Initially the village was named Cowper, and served as a base for coal mining by the New Wallsend Company. The mines have all closed now. The name Catherine Hill was adopted to commemorate the schooner "Catherine Hill" which ran aground in 1867. The village comprises the oldest group of buildings in Lake Macquarie area. The bay is beautiful, and the village itself has lots of original miner's cottages, beautifully kept.
Although the day was a nice one, it was a little windy and the swell was still very big so the beach was closed.
But that didn't stop a couple of hardy surfers on their boards.
This is the historic coal wharf at the southern end of the bay. At low tide, you can walk right up to it on the beach, and around the point. Far too dangerous on Saturday as the tide was almost at its peak.
Look at the size of this chain! It is embedded in rock, and buried in the sand, but it would have originally been used to secure ships.
The wind had risen by this stage and made the beach a bit wild and woolly, so we decided to take our picnic to Gwandalan, which is on Lake Macquarie itself. Good idea, as we found a pretty park, and it was quite sheltered.

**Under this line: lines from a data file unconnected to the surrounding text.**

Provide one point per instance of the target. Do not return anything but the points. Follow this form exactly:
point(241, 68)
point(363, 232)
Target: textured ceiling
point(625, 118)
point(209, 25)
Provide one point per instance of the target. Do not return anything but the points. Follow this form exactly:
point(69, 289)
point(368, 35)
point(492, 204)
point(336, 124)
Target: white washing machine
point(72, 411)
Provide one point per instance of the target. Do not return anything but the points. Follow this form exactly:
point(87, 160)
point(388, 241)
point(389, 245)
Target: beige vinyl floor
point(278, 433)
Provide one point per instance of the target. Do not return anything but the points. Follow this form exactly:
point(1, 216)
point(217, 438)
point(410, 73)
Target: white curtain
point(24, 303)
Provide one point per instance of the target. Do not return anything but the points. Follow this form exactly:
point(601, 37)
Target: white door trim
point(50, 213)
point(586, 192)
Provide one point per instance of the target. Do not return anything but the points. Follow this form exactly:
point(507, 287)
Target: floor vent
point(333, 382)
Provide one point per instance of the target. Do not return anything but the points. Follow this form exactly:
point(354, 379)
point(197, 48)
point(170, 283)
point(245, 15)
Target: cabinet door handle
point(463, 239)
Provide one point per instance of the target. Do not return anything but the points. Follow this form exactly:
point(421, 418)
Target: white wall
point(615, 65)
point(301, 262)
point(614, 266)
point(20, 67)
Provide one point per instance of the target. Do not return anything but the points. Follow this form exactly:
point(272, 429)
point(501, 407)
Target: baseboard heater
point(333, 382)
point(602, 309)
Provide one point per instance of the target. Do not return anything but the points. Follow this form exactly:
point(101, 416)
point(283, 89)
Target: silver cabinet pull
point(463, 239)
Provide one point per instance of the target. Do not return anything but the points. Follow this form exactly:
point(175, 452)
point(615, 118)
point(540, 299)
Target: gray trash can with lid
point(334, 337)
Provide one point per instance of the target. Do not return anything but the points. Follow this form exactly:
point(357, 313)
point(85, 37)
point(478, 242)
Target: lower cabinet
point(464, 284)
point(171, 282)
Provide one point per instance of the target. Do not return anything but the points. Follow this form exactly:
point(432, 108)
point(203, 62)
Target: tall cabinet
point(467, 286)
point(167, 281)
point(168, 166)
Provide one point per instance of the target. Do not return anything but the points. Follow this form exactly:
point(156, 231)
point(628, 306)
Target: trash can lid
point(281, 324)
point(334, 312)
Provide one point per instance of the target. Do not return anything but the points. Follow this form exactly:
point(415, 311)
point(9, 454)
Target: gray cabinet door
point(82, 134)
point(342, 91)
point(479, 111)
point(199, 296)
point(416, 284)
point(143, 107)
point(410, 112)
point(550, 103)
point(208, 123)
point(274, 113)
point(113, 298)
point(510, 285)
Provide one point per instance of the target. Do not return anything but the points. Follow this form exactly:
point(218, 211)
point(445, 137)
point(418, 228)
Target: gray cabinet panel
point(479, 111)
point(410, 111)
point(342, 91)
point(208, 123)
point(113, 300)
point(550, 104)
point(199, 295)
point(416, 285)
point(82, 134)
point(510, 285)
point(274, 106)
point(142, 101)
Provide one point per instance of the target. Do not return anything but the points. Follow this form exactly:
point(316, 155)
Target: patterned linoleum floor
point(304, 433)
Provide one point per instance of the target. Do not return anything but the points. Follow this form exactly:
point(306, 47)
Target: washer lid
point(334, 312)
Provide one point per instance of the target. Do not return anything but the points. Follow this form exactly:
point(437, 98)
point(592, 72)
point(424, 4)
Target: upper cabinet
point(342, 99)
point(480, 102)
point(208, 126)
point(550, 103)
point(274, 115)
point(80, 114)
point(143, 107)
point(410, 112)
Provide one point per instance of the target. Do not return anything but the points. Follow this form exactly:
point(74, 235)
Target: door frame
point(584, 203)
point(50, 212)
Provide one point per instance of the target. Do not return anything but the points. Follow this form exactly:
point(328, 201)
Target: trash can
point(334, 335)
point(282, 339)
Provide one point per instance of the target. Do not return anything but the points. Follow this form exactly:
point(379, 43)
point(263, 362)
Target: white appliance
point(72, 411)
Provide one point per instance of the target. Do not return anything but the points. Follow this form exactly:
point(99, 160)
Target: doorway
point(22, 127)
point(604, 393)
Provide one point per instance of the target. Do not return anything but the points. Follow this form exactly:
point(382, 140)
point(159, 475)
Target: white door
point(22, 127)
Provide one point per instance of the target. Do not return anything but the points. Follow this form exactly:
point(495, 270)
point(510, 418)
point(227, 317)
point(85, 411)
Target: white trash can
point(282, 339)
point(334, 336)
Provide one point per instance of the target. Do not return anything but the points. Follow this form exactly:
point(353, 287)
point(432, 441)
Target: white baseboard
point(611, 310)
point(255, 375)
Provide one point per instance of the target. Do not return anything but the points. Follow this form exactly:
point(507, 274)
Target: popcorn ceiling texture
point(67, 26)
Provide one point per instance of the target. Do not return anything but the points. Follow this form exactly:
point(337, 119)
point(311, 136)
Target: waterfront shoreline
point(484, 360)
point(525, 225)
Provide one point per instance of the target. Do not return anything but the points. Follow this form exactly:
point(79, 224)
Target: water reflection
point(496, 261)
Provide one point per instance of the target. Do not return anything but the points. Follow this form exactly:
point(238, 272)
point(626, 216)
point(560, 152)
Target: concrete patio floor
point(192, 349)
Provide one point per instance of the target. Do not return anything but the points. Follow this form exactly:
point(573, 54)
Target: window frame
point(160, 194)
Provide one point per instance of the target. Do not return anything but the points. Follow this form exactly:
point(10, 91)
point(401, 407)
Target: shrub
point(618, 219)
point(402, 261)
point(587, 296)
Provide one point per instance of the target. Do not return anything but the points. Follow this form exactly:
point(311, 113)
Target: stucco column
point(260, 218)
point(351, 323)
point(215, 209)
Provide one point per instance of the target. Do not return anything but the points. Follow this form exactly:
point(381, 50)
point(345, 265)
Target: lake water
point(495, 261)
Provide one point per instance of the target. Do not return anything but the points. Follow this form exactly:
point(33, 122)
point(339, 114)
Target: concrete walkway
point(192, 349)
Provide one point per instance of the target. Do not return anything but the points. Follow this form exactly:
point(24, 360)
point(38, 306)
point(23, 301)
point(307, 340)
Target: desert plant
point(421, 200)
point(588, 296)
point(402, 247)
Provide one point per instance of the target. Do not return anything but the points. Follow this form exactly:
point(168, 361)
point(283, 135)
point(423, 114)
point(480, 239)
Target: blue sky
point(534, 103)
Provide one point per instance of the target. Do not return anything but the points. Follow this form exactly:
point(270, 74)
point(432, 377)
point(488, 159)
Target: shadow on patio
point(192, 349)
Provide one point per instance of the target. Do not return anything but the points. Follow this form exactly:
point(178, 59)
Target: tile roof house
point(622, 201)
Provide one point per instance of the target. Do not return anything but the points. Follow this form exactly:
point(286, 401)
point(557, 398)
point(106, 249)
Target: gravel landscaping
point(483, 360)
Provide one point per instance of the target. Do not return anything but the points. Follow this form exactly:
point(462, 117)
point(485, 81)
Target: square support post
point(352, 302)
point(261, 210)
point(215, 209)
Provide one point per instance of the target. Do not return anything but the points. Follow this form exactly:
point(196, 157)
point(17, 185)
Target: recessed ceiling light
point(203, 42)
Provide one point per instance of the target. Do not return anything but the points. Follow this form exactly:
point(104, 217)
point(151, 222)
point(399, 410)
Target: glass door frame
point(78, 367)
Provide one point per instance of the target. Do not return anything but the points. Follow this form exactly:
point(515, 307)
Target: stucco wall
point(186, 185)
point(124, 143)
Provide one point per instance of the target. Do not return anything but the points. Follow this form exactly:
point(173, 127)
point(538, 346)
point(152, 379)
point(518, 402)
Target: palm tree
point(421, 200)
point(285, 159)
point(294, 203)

Our view from the picnic table.
We were accompanied by a posse of ducks, until those pesky seagulls drove them away.
Setting up lunch.
These kids were having a ball messing about in their little putt putt. The pelicans didn't seem to mind them at all.
The boys went, and the pelicans decided to have a preen in the shallows.
After lunch we walked along the foreshore for a way, all the way up to the point, and found a lone pied cormorant at the very tip of the point standing sentinel (on one leg!). How do birds manage to sleep upright, on one leg, half way up a tree, without falling over, even when there is a high wind?
On the way home, we stopped for an ice cream at Budgewoi. This is the channel which connects Lake Munmorah to Budgewoi Lake. Seagulls of course, and a handful of fishermen, mostly dads with their kids.